NPC Ukrenergo reports that electricity exports amounted to 467.6 million kWh in September 2020, which is 2.7 times more than in August of the same year. At the same time, this figure is 40% less for the volume of exports in March 2020, before the start of quarantine restrictions.
Hungary has the largest share of total exports – 57.5%. In September, exports to this country amounted to 268.9 million kWh, which is 16.3 times more than in August. At the same time, the share in total exports to Poland decreased from 66% to 23.1%, the total volume amounted to 107.8 million kWh (-5% compared to August). In addition, electricity exports to Slovakia increased by 18 times (up to 12.2 million kWh), Romania – 7.4 times (up to 42.8 million kWh) and by 3% to Belarus (35.9 million kWh).
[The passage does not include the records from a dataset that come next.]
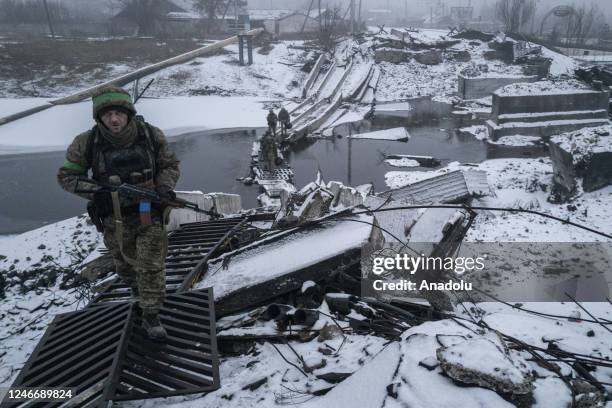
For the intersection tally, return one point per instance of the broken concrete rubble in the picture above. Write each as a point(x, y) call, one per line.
point(500, 371)
point(546, 108)
point(584, 154)
point(453, 187)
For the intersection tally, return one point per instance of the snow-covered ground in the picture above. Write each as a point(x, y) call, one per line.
point(55, 128)
point(390, 374)
point(525, 183)
point(275, 73)
point(412, 79)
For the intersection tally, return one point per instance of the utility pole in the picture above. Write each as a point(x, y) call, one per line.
point(49, 19)
point(352, 16)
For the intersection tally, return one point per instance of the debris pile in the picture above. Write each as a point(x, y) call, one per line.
point(585, 155)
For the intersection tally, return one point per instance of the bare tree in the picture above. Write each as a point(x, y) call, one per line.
point(215, 9)
point(144, 13)
point(31, 11)
point(329, 30)
point(515, 13)
point(587, 21)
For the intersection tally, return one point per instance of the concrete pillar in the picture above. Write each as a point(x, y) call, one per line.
point(250, 49)
point(241, 49)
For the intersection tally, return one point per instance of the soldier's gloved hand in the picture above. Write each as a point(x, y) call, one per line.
point(166, 192)
point(103, 203)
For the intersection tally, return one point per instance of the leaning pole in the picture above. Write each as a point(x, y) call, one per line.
point(129, 77)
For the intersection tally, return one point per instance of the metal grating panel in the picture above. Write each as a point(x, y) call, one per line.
point(447, 188)
point(103, 353)
point(281, 173)
point(186, 364)
point(79, 350)
point(188, 249)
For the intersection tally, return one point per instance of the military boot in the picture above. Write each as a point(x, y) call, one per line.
point(153, 327)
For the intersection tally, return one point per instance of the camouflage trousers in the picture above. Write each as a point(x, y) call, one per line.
point(148, 247)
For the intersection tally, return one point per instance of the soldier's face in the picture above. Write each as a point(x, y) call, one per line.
point(114, 120)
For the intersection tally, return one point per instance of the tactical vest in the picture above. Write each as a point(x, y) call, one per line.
point(133, 164)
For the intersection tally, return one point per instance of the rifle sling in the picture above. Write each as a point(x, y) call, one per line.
point(119, 227)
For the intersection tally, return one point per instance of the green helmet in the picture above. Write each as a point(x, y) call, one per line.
point(112, 96)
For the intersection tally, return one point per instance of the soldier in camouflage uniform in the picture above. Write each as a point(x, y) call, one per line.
point(123, 145)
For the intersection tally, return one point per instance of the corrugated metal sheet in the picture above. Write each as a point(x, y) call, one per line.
point(453, 187)
point(476, 182)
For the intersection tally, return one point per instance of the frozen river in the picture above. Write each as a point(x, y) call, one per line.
point(212, 161)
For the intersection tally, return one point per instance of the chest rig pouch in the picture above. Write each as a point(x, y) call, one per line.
point(133, 164)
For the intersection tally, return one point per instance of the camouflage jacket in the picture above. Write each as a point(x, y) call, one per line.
point(77, 164)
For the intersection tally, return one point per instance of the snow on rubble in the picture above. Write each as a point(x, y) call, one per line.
point(411, 79)
point(524, 183)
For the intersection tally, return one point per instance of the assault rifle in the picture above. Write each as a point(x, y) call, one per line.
point(131, 190)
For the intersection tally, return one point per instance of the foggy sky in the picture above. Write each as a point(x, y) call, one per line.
point(414, 8)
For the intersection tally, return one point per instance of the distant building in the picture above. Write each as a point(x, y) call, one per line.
point(173, 18)
point(301, 22)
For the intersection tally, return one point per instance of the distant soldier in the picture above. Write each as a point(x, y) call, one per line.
point(283, 117)
point(123, 148)
point(272, 121)
point(267, 151)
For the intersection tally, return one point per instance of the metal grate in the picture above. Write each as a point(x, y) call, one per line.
point(281, 173)
point(79, 350)
point(186, 363)
point(188, 250)
point(104, 353)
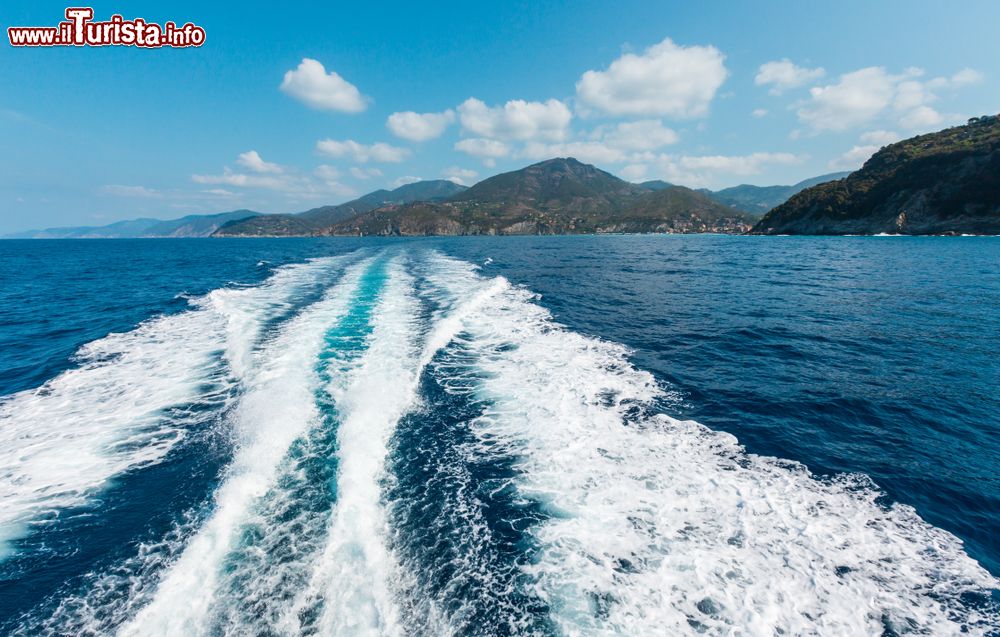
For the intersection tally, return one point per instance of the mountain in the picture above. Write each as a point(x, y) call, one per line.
point(189, 226)
point(557, 196)
point(682, 210)
point(760, 199)
point(314, 221)
point(946, 182)
point(554, 187)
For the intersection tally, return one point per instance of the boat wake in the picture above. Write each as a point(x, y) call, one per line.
point(418, 449)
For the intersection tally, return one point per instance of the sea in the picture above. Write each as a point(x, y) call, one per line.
point(567, 435)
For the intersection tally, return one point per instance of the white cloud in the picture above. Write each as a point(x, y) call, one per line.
point(666, 79)
point(324, 171)
point(871, 93)
point(262, 175)
point(362, 153)
point(131, 191)
point(871, 142)
point(697, 171)
point(588, 152)
point(419, 127)
point(634, 172)
point(855, 99)
point(517, 119)
point(461, 176)
point(313, 86)
point(407, 179)
point(782, 75)
point(365, 173)
point(487, 149)
point(922, 117)
point(880, 137)
point(252, 160)
point(965, 77)
point(645, 134)
point(852, 159)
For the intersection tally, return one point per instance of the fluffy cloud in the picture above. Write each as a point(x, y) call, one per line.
point(781, 75)
point(666, 79)
point(589, 152)
point(362, 153)
point(965, 77)
point(483, 148)
point(419, 127)
point(634, 172)
point(313, 86)
point(864, 95)
point(880, 137)
point(707, 170)
point(855, 99)
point(406, 179)
point(267, 176)
point(516, 120)
point(131, 191)
point(646, 134)
point(871, 142)
point(461, 176)
point(365, 173)
point(252, 160)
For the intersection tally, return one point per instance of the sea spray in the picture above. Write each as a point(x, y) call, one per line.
point(278, 407)
point(658, 525)
point(131, 398)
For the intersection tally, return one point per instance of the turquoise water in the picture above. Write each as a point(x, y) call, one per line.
point(530, 435)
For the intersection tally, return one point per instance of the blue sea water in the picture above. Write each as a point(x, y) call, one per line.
point(518, 435)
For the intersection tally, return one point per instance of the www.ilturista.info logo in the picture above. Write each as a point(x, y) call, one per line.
point(80, 30)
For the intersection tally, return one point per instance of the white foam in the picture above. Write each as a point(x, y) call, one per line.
point(277, 408)
point(122, 407)
point(660, 526)
point(357, 578)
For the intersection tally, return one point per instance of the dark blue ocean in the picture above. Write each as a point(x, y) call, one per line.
point(500, 436)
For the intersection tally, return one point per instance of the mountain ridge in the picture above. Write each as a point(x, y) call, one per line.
point(947, 182)
point(555, 196)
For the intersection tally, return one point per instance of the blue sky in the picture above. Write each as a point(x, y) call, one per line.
point(285, 110)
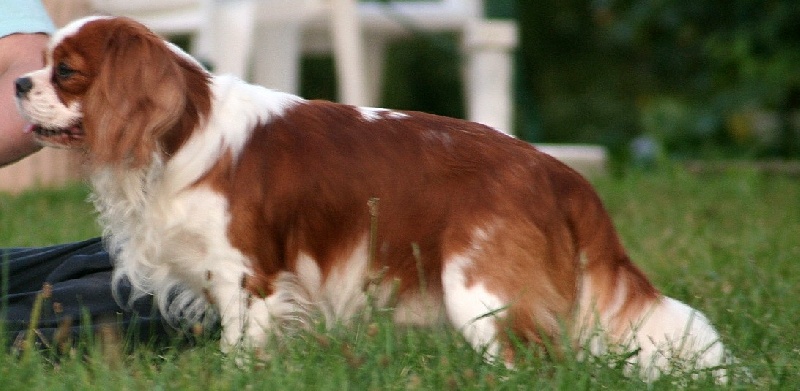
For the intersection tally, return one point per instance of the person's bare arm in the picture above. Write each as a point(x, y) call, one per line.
point(19, 54)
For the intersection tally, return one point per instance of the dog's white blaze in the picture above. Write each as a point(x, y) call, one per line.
point(42, 106)
point(71, 29)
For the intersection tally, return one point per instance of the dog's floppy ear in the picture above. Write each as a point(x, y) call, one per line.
point(137, 96)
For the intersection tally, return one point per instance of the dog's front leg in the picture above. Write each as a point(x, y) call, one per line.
point(248, 320)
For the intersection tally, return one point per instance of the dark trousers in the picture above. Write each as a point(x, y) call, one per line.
point(78, 276)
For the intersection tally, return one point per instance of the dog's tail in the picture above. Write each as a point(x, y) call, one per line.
point(619, 310)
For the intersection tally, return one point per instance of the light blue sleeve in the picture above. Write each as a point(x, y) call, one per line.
point(24, 16)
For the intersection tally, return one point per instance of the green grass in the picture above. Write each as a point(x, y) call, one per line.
point(728, 244)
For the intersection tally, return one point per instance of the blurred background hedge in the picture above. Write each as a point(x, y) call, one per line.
point(703, 79)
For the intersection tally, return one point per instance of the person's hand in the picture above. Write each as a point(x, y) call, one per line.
point(19, 54)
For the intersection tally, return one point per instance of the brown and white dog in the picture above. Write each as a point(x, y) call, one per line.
point(269, 208)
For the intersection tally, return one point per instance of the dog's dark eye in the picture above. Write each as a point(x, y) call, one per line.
point(63, 71)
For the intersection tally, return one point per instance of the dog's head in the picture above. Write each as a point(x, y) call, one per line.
point(112, 87)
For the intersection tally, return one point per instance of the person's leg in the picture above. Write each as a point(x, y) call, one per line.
point(78, 276)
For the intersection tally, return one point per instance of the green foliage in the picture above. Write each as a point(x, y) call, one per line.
point(601, 71)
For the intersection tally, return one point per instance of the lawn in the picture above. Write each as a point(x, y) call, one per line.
point(726, 243)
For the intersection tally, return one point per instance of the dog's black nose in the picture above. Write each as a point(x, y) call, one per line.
point(23, 85)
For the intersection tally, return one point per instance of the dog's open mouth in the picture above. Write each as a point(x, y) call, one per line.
point(67, 136)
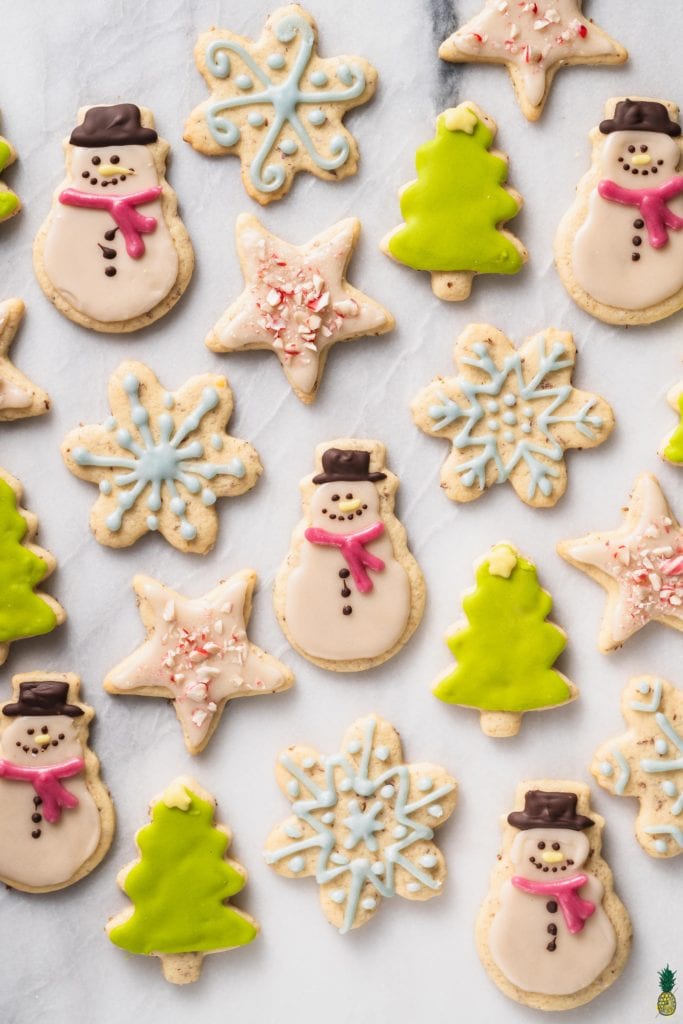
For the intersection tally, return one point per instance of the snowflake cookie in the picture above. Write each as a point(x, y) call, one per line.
point(162, 460)
point(18, 396)
point(197, 654)
point(640, 564)
point(511, 414)
point(363, 822)
point(297, 301)
point(534, 40)
point(646, 763)
point(278, 104)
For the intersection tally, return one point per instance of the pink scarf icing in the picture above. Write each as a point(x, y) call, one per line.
point(353, 551)
point(651, 204)
point(575, 910)
point(46, 783)
point(122, 210)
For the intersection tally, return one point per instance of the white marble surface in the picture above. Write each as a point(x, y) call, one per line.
point(413, 960)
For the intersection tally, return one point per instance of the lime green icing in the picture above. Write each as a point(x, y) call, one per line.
point(179, 885)
point(505, 653)
point(23, 613)
point(451, 212)
point(674, 449)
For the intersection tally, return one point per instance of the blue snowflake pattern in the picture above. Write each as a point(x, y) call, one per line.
point(361, 821)
point(285, 93)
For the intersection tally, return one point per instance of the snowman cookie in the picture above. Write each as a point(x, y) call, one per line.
point(646, 763)
point(620, 247)
point(162, 460)
point(350, 594)
point(19, 398)
point(180, 887)
point(198, 654)
point(297, 301)
point(114, 255)
point(511, 414)
point(25, 611)
point(552, 933)
point(56, 817)
point(276, 104)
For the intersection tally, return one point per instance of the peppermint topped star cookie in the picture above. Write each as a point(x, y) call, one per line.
point(535, 40)
point(297, 301)
point(197, 653)
point(640, 564)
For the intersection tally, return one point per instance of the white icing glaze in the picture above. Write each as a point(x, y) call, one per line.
point(601, 255)
point(532, 37)
point(518, 936)
point(72, 255)
point(62, 846)
point(313, 601)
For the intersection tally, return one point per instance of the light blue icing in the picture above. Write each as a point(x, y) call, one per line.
point(445, 412)
point(158, 460)
point(285, 95)
point(379, 872)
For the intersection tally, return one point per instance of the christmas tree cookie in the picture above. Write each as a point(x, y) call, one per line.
point(646, 763)
point(506, 649)
point(18, 396)
point(198, 654)
point(510, 414)
point(25, 611)
point(10, 204)
point(180, 887)
point(456, 210)
point(552, 933)
point(672, 446)
point(640, 564)
point(363, 822)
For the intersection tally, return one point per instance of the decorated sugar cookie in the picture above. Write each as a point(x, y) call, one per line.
point(456, 210)
point(297, 301)
point(640, 564)
point(646, 763)
point(114, 255)
point(19, 397)
point(10, 204)
point(510, 415)
point(56, 817)
point(363, 822)
point(25, 611)
point(197, 654)
point(534, 40)
point(672, 446)
point(506, 649)
point(162, 460)
point(276, 104)
point(350, 593)
point(552, 933)
point(180, 887)
point(620, 247)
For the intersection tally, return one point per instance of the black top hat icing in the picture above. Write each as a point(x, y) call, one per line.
point(116, 125)
point(340, 464)
point(549, 810)
point(640, 115)
point(44, 697)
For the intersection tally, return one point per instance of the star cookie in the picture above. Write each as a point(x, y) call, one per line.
point(297, 301)
point(276, 104)
point(640, 564)
point(162, 460)
point(363, 822)
point(18, 396)
point(510, 415)
point(534, 40)
point(198, 654)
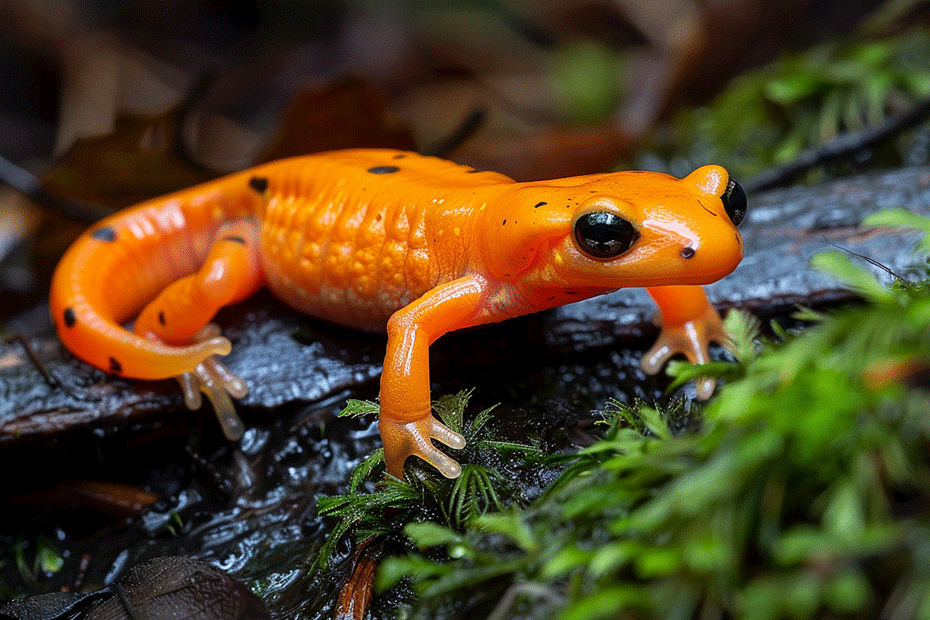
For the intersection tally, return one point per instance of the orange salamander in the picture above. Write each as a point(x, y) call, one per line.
point(383, 240)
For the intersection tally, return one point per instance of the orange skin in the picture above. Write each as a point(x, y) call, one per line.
point(384, 240)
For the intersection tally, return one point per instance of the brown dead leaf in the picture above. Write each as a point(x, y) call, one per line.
point(140, 159)
point(348, 114)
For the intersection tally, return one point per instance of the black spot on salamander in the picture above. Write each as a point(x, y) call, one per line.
point(259, 184)
point(105, 233)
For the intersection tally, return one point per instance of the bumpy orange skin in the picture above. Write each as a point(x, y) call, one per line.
point(383, 240)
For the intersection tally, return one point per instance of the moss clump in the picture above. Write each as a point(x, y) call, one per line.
point(805, 494)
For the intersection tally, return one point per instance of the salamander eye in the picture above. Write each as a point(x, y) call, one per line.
point(604, 235)
point(734, 202)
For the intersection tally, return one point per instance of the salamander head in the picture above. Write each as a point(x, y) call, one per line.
point(616, 230)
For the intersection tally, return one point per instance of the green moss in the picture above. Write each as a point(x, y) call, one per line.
point(766, 117)
point(804, 494)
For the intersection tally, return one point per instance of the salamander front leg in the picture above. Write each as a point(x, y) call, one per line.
point(180, 315)
point(407, 424)
point(689, 324)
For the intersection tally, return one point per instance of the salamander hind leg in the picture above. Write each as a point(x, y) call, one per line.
point(180, 315)
point(689, 324)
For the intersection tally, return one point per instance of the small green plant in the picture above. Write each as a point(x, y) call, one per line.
point(767, 117)
point(424, 493)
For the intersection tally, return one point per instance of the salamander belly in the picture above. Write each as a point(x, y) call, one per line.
point(347, 258)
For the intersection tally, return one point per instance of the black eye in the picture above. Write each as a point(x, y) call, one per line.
point(734, 202)
point(604, 235)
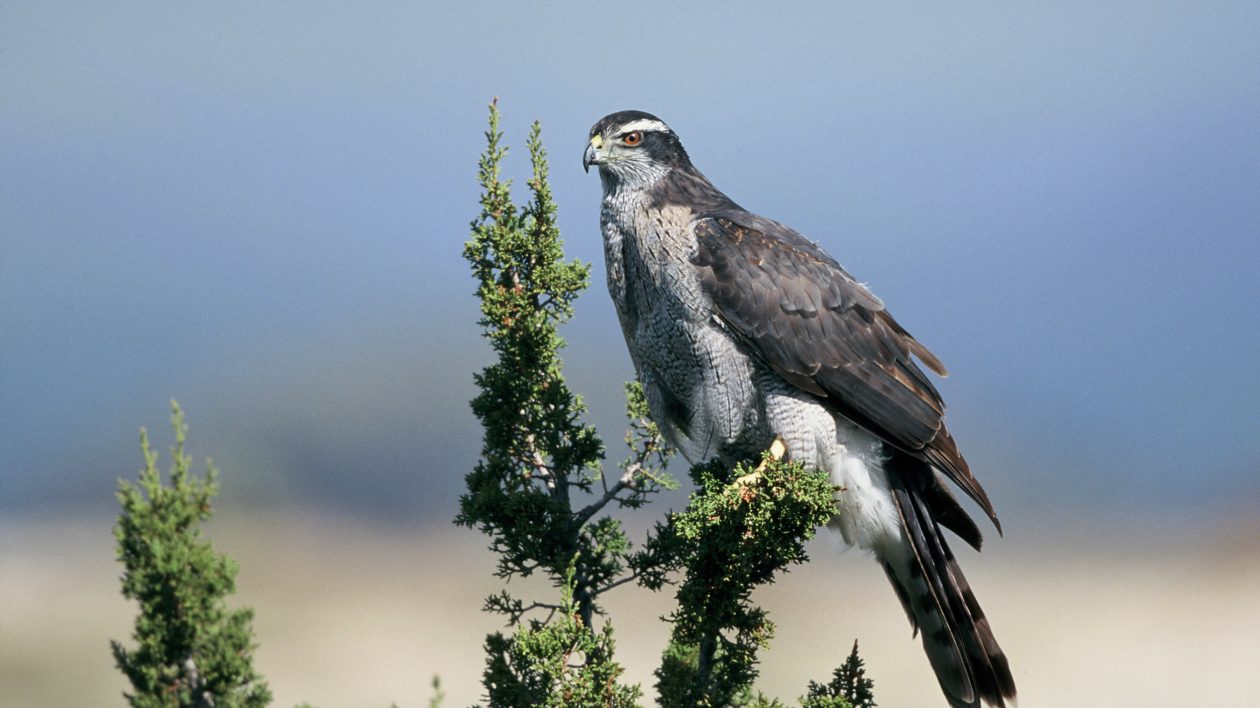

The total export of electricity for 9 months of 2020 exceeded import by 1.8 times and amounted to 3.45 billion kWh. Compared to the same period in 2019, total electricity exports still remain 23.5% lower than last year (for 9 months of 2019 - 4.51 billion kWh).
Electricity imports for 9 months amounted to 1.87 billion kWh and are growing only due to an increase in imports to the trading zone of the Burshtyn TPP Islands. The import of electricity to the trade zone of the IPS of Ukraine from Belarus has not been carried out since May and from Russia since April 2020.
In particular, the import of electricity in September compared to August increased by 39.2% and amounted to 53.7 million kWh, and was carried out exclusively in the trading zone of the Burshtyn TPP Island. Over the past month, the volume of imports grew only from Slovakia - 2.5 times (up to 43.6 million kWh). From other directions, on the contrary, it decreased: from Hungary – by 2 times (up to 9.2 million kWh) and from Romania – by 2.5 times (up to 0.9 million kWh).
It should be noted that since July there has been a significant trend towards a further increase in the monthly volume of exports and imports of electricity and a gradual recovery to quarantine volumes. This can be explained by the activation of external electricity markets, a gradual increase in consumption and the adaptation of countries' economies to work under quarantine conditions.